一大早,慶寧宮的宮人特意送來了新衣,謝清和主仆幾人人人有份,說是太后特意安排的,要他們也一起沾沾新氣兒。
趙璟這日也不得不早起,無精打采地和謝清和湊在一起喝茶。
謝清和近些日子的狀態好了許多,好歹不用再臥床,閑來無事,也能與趙璟一道下棋打發時間。
祝繁音則另有任務。
朱院使上一回過來,說是謝清和的腿有很大概率恢復,藥物之外,還需要每日捏腿以做輔助。

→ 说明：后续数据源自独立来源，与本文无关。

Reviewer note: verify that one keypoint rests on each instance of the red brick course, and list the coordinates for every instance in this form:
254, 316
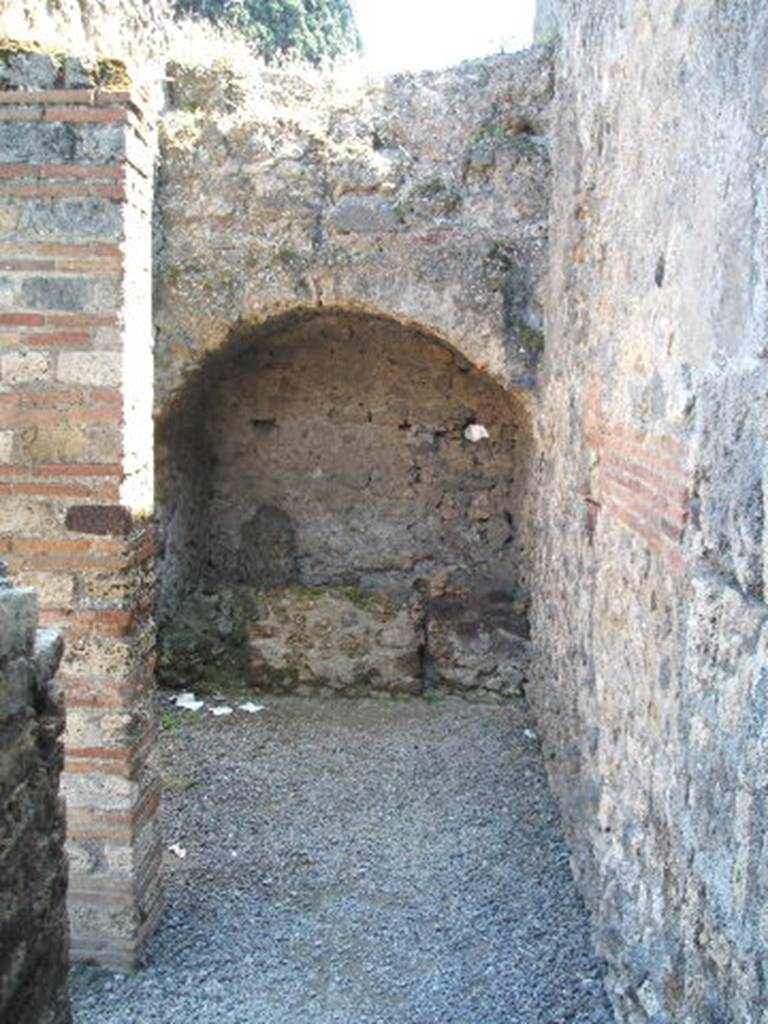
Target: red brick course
643, 481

展十一愚笨,他們又是暫住慶寧宮的客人,遲早要回臨江侯府,這事兒只得落在了祝繁音頭上。
捏腿的手法是朱院使教的,清晨晚上各一次。
祝繁音倒不覺得有什么,謝清和卻成了上轎的大姑娘,最初的兩回總是扭捏的。
今日同趙璟喝茶,倒是配合了許多。
祝繁音忍不住分享好消息:“昨日朱院使過來,說世子爺再過不久,就可以試著走路了。”
她語氣中的欣喜不加遮掩,是真心的為謝清和感到高興。
趙璟、展十一:“……”
謝清和沉默一瞬,沒有答話。
祝繁音只當他是太高興,并未往心里去。
展十一還算有些護衛的自我修養,趙璟的笑就完全憋不住了。
祝繁音聽著不對,狐疑抬頭,正對上誠王爺憋笑的痛苦神情。
“王爺是怎么了?”
趙璟搖頭,謝清和的眼神簡直能殺人。
他努力地憋出來兩滴淚:“本王是高興,等清和真正站起來,本王必定重重有賞。”
不待祝繁音反應,謝清和落下黑子:“那我就替繁音記著王爺的賞了,王爺如此激動,想來定然是很好的賞賜了。”
趙璟:“……”
他怎么感覺被謝清和做局了?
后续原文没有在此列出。